Depression, of course, is nothing new. It crops up in the Bible and in texts from the ancient Greeks, and in 1621 clergyman Robert Burton published his influential book, Anatomy of Melancholy. But doctors have been pretty poor at spotting it, and effective treatments such as antidepressants and cognitive behavioural therapy became available only in the 1960s. As recently as 1992, doctors were deemed so poor at diagnosing depression that the Royal College of Psychiatrists launched its "Defeat Depression" campaign to try to educate GPs to better recognise and manage the condition.
A lot has changed since then, with a doubling in the annual number of antidepressant prescriptions issued between 1991 and 2000 and an increase in our understanding of the causes of the condition (such as divorce, alcoholism, bereavement, loneliness, work stress and our genes.)
So what are the symptoms to look out for?

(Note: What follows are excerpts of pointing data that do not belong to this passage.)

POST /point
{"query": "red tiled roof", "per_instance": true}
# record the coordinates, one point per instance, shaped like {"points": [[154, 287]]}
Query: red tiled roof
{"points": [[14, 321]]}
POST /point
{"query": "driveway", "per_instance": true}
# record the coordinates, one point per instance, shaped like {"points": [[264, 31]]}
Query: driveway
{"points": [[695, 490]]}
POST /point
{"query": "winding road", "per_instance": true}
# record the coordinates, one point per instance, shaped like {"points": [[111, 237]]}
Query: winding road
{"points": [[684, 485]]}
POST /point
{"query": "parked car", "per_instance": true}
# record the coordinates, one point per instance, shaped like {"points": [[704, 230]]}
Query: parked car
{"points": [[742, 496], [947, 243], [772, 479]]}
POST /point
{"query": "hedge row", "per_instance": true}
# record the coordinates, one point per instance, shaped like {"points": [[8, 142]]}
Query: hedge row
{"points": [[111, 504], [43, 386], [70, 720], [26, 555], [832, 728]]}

There are numerous telltale signs, but most people experience five or six of the following: loss of interest in life, difficulty making decisions, tiredness, loss of appetite, insomnia, poor sex drive, lack of concentration and, at the severe end of the scale, suicidal ideas or plans.
It is easy to see how someone with a combination of these symptoms would be significantly disabled and find it hard to function at work. Imagine the havoc that could be caused by an air-traffic controller with poor concentration, or a suicidal bus driver. Are they better off at work or at home in front of the telly while their treatments take the average month or so to kick in?
Admittedly, those who are down because of loneliness or bereavement may well get better with something to take their minds off things, and we must be wary of over-medicalising unhappiness. But, as ever in medicine, we are treating individuals and it is impossible to group everyone together in an amorphous blob we call "the depressed". One person's depression will be very different from another's and so will their cure - there is no such thing as an off-the-peg treatment.
So while returning to work may help some patients, others may be crippled by this approach, or even pose a danger to others. And they would certainly be better rather than worse off with a sick note and a copy of the Radio Times.


I guess I am in the 'I feel such a fool for not pulling myself together, Doctor' catagory; though I understand the benefits of medication for some people, it's not something I would try or think I need.

I just want to not think so much, to not feel so different. How is it that people manage to connect with eachother so well when I can't? Why is it that my judgementalness (Is that a word) means I cannot engage in those stupid fake superficial conversations with people I just don't get?